The time it takes for a patient to be seen or treated by a particular service or health practitioner is often used, alongside other metrics, as one measure of quality of care. Different teams and organisations across the health and social care sector are responsible for achieving different waiting time targets. However, patient waiting times across those different services often correlate, and improvements to waiting times in one service are often related to, or dependent on, improvements to waiting times in another service.
Long patient waiting times are often linked
Commonly measured patient waiting times in the NHS include waiting times to be seen by an ambulance; to be seen by an accident and emergency (A&E) clinician; to access a diagnostic service; to have an elective procedure; or to access a cancer treatment. If waiting times deteriorate in one service, it is common for waiting times in other services to also deteriorate; for example, during months when waiting times for ambulances are long, there are often also long waiting times in A&E.
Common pressures across the health and care system
One possible reason for this co-ordinated deterioration is that the health and social care system is facing a common pressure. This could be due to a spike in demand for services (eg, Covid-19 infections), a lack of resources (eg, staff shortages), or a disruption to a common service (eg, IT system failures). The NHS is currently struggling to maintain waiting time performance due to a range of these common pressures.

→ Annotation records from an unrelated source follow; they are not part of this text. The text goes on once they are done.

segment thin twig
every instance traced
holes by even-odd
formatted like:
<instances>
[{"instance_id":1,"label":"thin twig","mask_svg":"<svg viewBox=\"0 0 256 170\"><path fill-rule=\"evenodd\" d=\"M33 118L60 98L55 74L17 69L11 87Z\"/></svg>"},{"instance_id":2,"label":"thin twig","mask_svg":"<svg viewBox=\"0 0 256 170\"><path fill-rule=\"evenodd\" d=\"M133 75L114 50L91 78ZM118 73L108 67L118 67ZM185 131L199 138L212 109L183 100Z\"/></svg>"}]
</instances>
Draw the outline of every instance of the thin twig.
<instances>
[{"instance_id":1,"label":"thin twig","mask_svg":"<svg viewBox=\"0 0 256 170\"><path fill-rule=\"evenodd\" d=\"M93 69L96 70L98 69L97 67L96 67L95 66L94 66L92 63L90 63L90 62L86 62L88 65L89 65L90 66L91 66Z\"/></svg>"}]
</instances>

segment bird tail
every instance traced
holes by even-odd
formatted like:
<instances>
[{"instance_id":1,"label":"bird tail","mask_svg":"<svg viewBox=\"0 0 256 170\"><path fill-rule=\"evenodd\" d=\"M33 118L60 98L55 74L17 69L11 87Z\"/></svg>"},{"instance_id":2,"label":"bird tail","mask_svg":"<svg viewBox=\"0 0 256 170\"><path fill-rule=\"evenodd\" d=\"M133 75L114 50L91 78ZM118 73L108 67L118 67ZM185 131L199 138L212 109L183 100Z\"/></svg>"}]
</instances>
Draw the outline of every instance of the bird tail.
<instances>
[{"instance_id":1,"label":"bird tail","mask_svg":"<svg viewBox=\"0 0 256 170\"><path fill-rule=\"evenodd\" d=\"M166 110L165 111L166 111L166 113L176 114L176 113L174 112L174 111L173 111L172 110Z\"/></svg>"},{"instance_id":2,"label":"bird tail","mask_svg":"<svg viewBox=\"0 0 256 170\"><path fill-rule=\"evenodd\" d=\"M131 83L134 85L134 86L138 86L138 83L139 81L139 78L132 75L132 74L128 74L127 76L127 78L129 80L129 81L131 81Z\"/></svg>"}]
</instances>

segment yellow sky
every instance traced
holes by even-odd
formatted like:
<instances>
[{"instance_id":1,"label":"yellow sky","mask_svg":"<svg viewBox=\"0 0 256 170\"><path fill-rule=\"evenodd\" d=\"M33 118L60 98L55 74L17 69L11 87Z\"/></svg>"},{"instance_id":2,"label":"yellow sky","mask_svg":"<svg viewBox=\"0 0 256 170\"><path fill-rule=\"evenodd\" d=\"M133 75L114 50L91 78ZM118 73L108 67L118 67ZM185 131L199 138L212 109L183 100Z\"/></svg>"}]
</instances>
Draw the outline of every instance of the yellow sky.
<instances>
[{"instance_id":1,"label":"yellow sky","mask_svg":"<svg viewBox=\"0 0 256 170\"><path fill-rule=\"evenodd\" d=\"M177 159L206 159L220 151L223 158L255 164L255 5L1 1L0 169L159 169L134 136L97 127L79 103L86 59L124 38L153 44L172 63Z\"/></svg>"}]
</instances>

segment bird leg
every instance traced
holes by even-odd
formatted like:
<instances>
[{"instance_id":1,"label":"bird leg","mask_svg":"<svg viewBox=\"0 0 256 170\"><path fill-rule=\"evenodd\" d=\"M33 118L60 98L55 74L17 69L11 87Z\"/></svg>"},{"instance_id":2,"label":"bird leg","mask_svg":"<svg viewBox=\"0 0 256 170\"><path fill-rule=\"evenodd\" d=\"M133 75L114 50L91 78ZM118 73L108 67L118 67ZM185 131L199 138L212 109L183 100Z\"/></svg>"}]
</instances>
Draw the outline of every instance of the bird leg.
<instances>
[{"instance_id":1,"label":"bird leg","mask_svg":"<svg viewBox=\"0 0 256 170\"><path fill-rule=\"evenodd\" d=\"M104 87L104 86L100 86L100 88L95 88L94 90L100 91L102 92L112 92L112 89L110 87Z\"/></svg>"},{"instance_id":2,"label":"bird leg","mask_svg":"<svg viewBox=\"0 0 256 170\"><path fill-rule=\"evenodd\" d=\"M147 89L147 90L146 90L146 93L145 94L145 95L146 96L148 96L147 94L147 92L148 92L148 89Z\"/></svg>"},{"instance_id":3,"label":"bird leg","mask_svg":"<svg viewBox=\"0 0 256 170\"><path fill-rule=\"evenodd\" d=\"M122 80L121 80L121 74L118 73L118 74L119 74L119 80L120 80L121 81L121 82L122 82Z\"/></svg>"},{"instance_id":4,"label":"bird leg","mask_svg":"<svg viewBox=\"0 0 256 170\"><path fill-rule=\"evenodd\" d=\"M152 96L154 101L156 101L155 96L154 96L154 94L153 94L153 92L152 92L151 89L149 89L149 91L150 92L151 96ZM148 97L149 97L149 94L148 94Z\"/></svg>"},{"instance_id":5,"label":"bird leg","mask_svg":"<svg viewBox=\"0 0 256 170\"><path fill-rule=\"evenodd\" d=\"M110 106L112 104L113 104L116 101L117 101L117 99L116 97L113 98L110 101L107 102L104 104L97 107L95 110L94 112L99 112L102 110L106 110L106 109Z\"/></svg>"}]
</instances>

Interdependence between health services
Co-ordinated deterioration in patient waiting times is also caused by the interdependencies between different parts of the health service. Long waiting times in one part of a patient pathway can have a knock-on effect on the rest of the pathway; for example, when social care capacity is full, patients wait longer to be discharged from a hospital bed. When hospital bed capacity is full, patients wait longer in A&E for a hospital bed. When A&E capacity is full, patients wait longer in an ambulance to be ‘handed over’. And when handover times are long, patients in the community wait longer for an ambulance to respond to their 999 calls. This can cause aggregate waiting times across an emergency pathway to rise rapidly.
Interdependencies across the health and care system
These interdependencies also extend to other hospital services, such as elective procedures, and to waits for other types of care, such as social care and primary care. This means that to reduce waiting time in one area of the system, waiting times in the other areas also need to be taken into consideration. Solutions to long waiting times need to consider patient pathways and health and social care systems as a whole.